Consumers are currently seeking both value and affordable indulgences and luxuries, Blanchard explained. 

“Value means different things to different shoppers,” Blanchard said. “It could be a trade-down from a premium brand to mainstream, could be shopping for a product on sale, could be buying a larger size for a better price/size, could be buying a smaller pack size at lower price point, could be in-home versus out of home (think hair color, nails and other beauty treatments).  At the same time, consumers are curbing more of the big-ticket spending and out-of-home entertainment and substituting with affordable luxuries and indulgences (premium health care, beauty products). Grocery retailers have a great opportunity to meet both of those needs in the same shopping trip with nonfoods versus the consumer having to go to one store to get value deals and another to get luxuries.”

Nonfoods are also a great way to grow the online basket, Blanchard said.  

“Consumers buy disproportionately more nonfoods products online, and retailers should lean into this to grow the online basket with food sales,” she said.

Overcoming perception

Grocery stores, however, have their work cut out for them.
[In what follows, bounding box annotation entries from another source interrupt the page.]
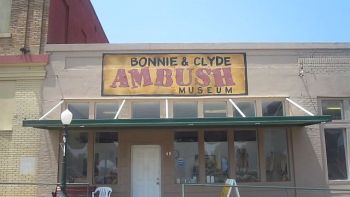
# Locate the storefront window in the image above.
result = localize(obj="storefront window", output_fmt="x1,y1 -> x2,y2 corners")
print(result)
174,132 -> 199,183
203,102 -> 227,118
322,100 -> 343,120
204,131 -> 229,183
94,132 -> 118,184
262,101 -> 283,116
132,102 -> 160,118
264,128 -> 289,181
234,131 -> 259,182
325,128 -> 348,180
67,131 -> 88,183
173,102 -> 198,118
233,102 -> 255,117
95,103 -> 118,119
68,103 -> 89,119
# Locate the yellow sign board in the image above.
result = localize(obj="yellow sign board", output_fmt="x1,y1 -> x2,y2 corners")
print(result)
102,53 -> 247,96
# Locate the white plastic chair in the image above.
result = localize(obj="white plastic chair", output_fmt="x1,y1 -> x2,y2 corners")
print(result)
92,187 -> 112,197
220,179 -> 240,197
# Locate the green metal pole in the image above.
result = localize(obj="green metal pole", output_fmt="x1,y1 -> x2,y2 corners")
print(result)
181,183 -> 185,197
61,125 -> 68,197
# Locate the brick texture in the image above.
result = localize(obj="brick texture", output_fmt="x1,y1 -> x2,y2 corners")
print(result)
0,0 -> 49,55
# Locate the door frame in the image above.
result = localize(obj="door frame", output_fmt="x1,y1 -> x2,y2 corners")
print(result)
130,144 -> 162,197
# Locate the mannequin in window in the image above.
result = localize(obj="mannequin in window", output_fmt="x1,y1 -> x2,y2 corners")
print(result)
236,148 -> 249,174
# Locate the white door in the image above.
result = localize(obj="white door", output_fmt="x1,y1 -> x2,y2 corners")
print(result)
131,145 -> 161,197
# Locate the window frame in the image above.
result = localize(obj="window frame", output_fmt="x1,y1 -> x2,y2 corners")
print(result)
172,127 -> 294,184
317,97 -> 350,184
0,0 -> 13,34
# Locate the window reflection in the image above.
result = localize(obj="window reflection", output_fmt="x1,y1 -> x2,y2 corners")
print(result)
95,103 -> 118,119
264,128 -> 289,181
325,129 -> 348,180
262,101 -> 283,116
234,131 -> 259,182
233,102 -> 255,117
174,132 -> 199,183
67,131 -> 88,183
204,131 -> 229,183
94,132 -> 118,184
203,102 -> 227,118
68,103 -> 89,119
132,102 -> 160,118
173,102 -> 198,118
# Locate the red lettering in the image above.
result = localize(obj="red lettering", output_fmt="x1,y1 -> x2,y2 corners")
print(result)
155,68 -> 173,87
110,69 -> 129,88
196,68 -> 211,87
128,68 -> 153,88
212,68 -> 235,87
175,68 -> 193,86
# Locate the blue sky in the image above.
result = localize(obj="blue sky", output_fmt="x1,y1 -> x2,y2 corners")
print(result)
91,0 -> 350,43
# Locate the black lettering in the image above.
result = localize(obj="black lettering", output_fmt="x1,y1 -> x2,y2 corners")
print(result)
207,87 -> 213,94
193,57 -> 200,66
139,57 -> 147,67
148,57 -> 157,66
170,57 -> 177,66
157,57 -> 165,66
224,57 -> 231,66
130,57 -> 138,66
225,87 -> 233,94
197,87 -> 203,94
188,87 -> 194,94
179,87 -> 186,94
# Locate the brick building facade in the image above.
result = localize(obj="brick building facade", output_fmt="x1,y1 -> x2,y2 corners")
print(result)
0,0 -> 108,196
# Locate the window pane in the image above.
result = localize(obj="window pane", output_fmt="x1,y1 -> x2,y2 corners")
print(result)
203,102 -> 227,118
173,102 -> 198,118
233,102 -> 255,117
264,128 -> 289,181
322,100 -> 343,120
234,131 -> 259,182
325,129 -> 348,180
204,131 -> 229,183
68,103 -> 89,119
262,101 -> 283,116
95,103 -> 118,119
0,0 -> 12,33
94,132 -> 118,184
132,102 -> 160,118
174,132 -> 199,183
67,131 -> 88,183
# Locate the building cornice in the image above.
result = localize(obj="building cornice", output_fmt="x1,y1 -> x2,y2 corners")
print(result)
0,55 -> 49,80
45,42 -> 350,52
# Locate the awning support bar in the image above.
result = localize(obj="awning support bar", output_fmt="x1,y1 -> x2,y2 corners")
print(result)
286,98 -> 315,116
114,99 -> 125,119
39,100 -> 64,120
229,99 -> 246,118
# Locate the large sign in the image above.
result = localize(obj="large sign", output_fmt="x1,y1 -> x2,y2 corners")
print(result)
102,54 -> 247,96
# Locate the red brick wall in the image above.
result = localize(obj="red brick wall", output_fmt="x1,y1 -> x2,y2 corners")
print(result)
47,0 -> 108,44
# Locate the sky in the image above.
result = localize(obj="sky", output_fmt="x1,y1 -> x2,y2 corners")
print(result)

Many shoppers see grocery stores as places just to buy food and some avoid nonfood aisles altogether because they have the perception of nonfood items costing more or not offering good value at grocery stores versus other channels, according to The Power of Nonfoods at Retail 2023 report from FMI. To overcome those perceptions, grocers must create value in nonfood categories by offering seasonal general merchandise sales, incorporating them into store loyalty programs and taking advantage of tactics that make the most of nonfood impulse purchases, the report found.

According to information from the report cited in FMI’s nonfoods blogpost series:

  • Price (51% to 53%) and good value (41% to 42%) trump quality (21% to 24%) in many household necessities purchases, but in some cases brand preferences can be strong, particularly when it comes to toilet paper and laundry detergent.
  • When it comes to pet food purchases, pet owners focus more on quality than with most other nonfood items, with 31% of respondents specifically seeking out high quality products and 38% of respondents seek out brands they prefer – a high percentage compared to other nonfood items.
  • Grocery stores make up 26% to 28% of the personal care product markets for a total $11 billion dollars in annual sales – well behind mass retailers who comprise 52% to 56% of the market.
  • Skin care and cosmetics sales are split between online and in-store purchases, with 37% of consumers using both equally. 
  • Nearly 60% of kitchen gadget purchases are planned but 17% are impulse purchases, which is high compared to other categories.
  • Grocers sell more than $24 billion in nonfood products that support shoppers’ health and well-being.

Creating a nonfoods community

“One of the things that we have been interested in doing at FMI over the course of the past five to eight years, is making sure that, as an organization, we represent the four corners of the supermarket,” FMI President and CEO Leslie Sarasin said in an interview with SmartBrief at FMI Midwinter. “We are creating a nonfoods community and bringing together the companies that are engaged in buying and selling and manufacturing the products that fall into the nonfoods category.”

To that end, FMI now hosts a nonfoods event that brings together food retailers, wholesalers and product suppliers to focus on increasing nonfoods category performance at the grocery store.

“If you think about just the food side, you can buy food almost any place you go, at any retail location – whether it’s the drugstore or Home Depot or wherever – you’re going to find food to buy,” Sarasin said. “And in the reverse, you’re now also able to buy hardware and floral and cosmetics – all of these things that are not food – you’re able to buy in the grocery store. That’s an exciting prospect, and I think it creates a nice sense of competition. It creates an opportunity for differentiation among our companies to really focus on who they want to be for their customers, and what kind of community they want to build among their clientele.”